The ref-count definitely helps here.

> The primitive involved here is that in-flight firmware jobs 
> are assigned an event completion slot, and that keeps a reference to 
> them from a global array until the events fire and all the jobs are 
> known to have completed. This keeps things memory-safe, since we 
> absolutely cannot free/destroy firmware structures while they are in use 
> (otherwise the firmware crashes, which is fatal on these GPUs - requires 
> a full system reboot to recover).
> 
> In practice, with the VM map model that we use, what ends up happening 
> when a process gets killed is that all the user objects for in-flight 
> jobs get unmapped, which usually causes the GPU hardware (not firmware) 
> to fault. This then triggers early termination of jobs anyway via the 
> firmware fault recovery flow. But even that takes some short amount of 
> time, and by then all the drm_sched stuff is long gone and we're just 
> dealing with the in-flight firmware stuff.
> 
>> In the case where we're initiating the tear, we should notify the driver that
>> we're about to forget jobs (resources), so that it knows to return them back
>> or that it shouldn't notify us for them (since we've notified we're forgetting them.)
> 
> That contradicts Christian's comment. I tried to document that (after 
> this patch) the scheduler no longer cares about hw fences and whether 
> they are signaled or not after it's destroyed, and I got a strongly 
> worded NAK for it. Sooo... which is it? Is it okay for drivers not to 
> signal the hw fence after a scheduler teardown, or not?

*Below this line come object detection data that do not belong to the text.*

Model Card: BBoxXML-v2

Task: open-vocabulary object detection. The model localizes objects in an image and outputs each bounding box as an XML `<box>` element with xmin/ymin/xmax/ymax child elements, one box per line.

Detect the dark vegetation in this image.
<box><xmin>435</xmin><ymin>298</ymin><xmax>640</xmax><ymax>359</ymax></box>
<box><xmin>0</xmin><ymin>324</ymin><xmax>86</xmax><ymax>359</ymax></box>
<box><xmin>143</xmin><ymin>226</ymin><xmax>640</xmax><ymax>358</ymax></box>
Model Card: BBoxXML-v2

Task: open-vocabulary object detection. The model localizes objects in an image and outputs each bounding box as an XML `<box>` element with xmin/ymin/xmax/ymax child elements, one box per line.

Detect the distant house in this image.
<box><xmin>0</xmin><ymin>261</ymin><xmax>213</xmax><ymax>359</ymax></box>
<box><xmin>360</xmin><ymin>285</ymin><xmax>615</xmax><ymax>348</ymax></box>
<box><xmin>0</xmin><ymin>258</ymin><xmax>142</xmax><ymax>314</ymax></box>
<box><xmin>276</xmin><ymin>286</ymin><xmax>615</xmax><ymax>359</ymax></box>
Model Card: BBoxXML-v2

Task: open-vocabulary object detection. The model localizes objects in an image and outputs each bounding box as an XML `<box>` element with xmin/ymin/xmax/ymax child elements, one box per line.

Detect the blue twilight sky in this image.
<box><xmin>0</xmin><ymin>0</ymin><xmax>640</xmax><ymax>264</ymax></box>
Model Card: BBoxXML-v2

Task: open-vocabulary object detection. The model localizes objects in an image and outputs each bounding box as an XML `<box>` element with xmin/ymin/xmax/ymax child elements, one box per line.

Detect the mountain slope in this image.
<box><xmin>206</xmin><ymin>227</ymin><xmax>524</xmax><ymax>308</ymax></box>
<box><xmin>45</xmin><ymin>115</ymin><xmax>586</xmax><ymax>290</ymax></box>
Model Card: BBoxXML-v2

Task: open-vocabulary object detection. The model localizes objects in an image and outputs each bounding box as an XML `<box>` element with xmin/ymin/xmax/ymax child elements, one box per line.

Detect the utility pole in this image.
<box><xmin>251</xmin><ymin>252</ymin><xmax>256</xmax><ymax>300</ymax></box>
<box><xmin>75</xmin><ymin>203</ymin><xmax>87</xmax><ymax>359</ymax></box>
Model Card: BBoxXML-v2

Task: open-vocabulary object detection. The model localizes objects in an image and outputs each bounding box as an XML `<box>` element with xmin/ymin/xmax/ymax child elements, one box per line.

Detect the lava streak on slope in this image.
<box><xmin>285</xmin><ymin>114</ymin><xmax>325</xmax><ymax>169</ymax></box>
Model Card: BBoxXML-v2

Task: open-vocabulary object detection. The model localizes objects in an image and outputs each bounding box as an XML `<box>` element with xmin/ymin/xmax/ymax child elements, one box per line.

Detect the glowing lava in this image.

Christian is correct in that we don't want to hang upstream control
to the whims of a low-level device driver.

> But really, I don't see a use case for an explicit "about to forget job" 
> callback. The job free callback already serves the purpose of telling 

Long time ago, in a galaxy far far away, this was needed in order
to prevent device write-DMA into non-existing (random) memory. As
this is not the case anymore, go with Christian's comment.

> the driver to clean up resources associated with a job. If it wants to 
> synchronously abort things there, it could easily take over its own 
> fence signaling and do something with the underlying stuff if the fence 
> is not signaled yet.
> 
> In my case, since the driver is written in Rust and free_job() just maps 
> to the destructor (Drop impl), that just ends up freeing a bunch of 
> memory and other objects, and I don't particularly care about the state 
> of the firmware side any more after that. The flow is the same whether 
> it was a successful job completion, a failure, or an early destruction 
> due to the drm_sched getting torn down.
> 
>> (Note also that in this latter case, traditionally, the device would be reset,
>> so that we can guarantee that it has forgotten all shared resources which
>> we are to tear up. This is somewhat more complicated with GPUs, thus the method
>> pointed out above.)
> 
> Yeah, in the firmware scheduling case we can't do this at all unless the 
> firmware has an explicit teardown/forget op (which I'm not aware of) and 
> a full GPU reset isn't something we can do either. Hence we just let the 
> underlying jobs complete. In practice they tend to die pretty quickly 
> anyway once all the buffers are unmapped.

Perhaps in the future, as more complex workloads are deferred to this
hardware and driver, a real-time requirement might be needed for this
"tend to die pretty quickly", that that there's some guarantee of
work resuming in some finite time.
-- 
Regards,
Luben

> 
> ~~ Lina
>